In a pre-Budget interview with Firstpost, Sobti said: “Broadly I see two themes – will it be a shock or an awe budget? Shock would be any indication which reverses the determined attempts being made by the government to reverse some of the negatives of the economy. Hopefully, nothing will be done to reverse that sentiment.”
These attempts, he said, were the moves to fix the ballooning fiscal deficit and getting the prices of energy right. “These are unpalatable decisions, but the government is taking these steps.”
The ‘awe’ element, he said was the steps which would be taken to push growth and bring energy back to the investment cycle. “That will be the awe factor. If there is clarity on continuing to reduce the fiscal deficit, if there is a clear roadmap on disinvestment, for instance.” The government, he said, can announce the companies which would be up for disinvestment and the amount seeking to be raised from it. That will send the right signal, Sobti said.
“There also needs to be some clarity on the noise and clutter on taxation,” he said.

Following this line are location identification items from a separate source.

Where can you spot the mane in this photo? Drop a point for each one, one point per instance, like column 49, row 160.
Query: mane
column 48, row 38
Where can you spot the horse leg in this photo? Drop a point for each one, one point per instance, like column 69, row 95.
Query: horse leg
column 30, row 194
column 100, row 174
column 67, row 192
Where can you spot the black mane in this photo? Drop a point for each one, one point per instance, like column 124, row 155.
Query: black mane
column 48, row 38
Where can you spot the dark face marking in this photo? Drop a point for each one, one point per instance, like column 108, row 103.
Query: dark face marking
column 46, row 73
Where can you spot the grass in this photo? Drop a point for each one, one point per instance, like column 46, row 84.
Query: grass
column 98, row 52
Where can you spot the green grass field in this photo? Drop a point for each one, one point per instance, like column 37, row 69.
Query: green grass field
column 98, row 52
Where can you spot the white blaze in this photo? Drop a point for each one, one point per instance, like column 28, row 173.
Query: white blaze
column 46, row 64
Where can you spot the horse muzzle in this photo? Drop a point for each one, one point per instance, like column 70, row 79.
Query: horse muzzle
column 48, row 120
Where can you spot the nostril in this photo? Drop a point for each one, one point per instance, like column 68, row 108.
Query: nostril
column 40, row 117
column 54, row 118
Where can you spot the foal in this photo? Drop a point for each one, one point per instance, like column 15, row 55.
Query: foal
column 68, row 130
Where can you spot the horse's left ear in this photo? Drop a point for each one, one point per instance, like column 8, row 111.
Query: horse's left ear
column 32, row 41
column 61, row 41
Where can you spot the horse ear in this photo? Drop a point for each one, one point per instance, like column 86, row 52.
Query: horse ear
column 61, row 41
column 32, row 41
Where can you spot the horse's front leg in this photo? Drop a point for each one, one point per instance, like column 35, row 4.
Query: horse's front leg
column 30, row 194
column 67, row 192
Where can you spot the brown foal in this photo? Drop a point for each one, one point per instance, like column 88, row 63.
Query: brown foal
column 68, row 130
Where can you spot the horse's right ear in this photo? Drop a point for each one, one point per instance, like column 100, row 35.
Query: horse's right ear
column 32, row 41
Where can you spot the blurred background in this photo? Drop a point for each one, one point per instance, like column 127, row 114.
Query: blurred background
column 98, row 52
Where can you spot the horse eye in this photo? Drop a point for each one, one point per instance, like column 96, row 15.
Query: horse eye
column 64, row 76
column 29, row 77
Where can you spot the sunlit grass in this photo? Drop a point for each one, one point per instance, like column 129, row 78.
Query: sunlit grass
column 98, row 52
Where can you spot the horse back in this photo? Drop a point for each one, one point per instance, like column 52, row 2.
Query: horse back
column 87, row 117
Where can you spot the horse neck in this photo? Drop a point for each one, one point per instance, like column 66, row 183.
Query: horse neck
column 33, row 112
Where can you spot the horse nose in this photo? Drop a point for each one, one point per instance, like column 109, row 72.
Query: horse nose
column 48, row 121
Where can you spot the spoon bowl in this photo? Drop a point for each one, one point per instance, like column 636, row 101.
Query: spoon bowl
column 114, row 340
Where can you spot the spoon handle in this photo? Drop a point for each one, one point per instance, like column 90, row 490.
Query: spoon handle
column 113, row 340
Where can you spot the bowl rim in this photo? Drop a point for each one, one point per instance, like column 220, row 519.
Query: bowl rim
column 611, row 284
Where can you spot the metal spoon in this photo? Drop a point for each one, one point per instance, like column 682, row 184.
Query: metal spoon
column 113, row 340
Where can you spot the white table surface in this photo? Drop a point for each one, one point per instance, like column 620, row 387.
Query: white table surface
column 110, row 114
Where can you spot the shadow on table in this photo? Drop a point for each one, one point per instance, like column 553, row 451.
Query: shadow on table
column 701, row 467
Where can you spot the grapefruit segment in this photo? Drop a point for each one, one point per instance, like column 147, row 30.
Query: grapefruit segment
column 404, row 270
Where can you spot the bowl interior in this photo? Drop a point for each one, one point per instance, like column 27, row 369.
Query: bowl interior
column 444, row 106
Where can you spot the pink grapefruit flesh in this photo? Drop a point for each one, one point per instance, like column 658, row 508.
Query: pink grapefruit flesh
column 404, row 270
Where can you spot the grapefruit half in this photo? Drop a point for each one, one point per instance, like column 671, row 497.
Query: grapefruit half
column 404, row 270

On the recent 25 basis points rate cut effected by the Reserve Bank of India, Sobti said if one went by the premise that interest rate was one of the drivers for better credit growth as a run-up to the return of investments, then although base rates were cut, banks had not followed that up with rate cuts. On the other hand, he said the cost of deposits had gone up by about 100 basis points. “Over the last couple of months and surely over the last two weeks, CD (certificate of deposit) rates have gone up by 100 bps. This does not bode well for a downtrend in rates,” he said.
The IndusInd Bank CEO said another rate cut – together with affirmative action on improving liquidity – was essential. This could be either by way of open market operations (OMO) or a cut in the cash reserve ratio. The liquidity crunch would be exacerbated in March with advance tax payments and improving liquidity was essential before rates were cut. He pointed out that banks were borrowing nearly Rs 1,20,000 crore from the liquidity adjustment facility (LAF). The ideal is about Rs 50,000 crore, or one percent of net demand and time liabilities (NDTL).
On whether concerted action was now required between the RBI and the government on bringing the growth momentum back, Sobti conceded that the RBI’s room for maneuverability was limited, since consumer prices were still rising while the wholesale price index was showing signs of moderation. “This must be weighing in the mind of the regulator. The maneuverability is low. The embedded inflation drivers are not relaxing.”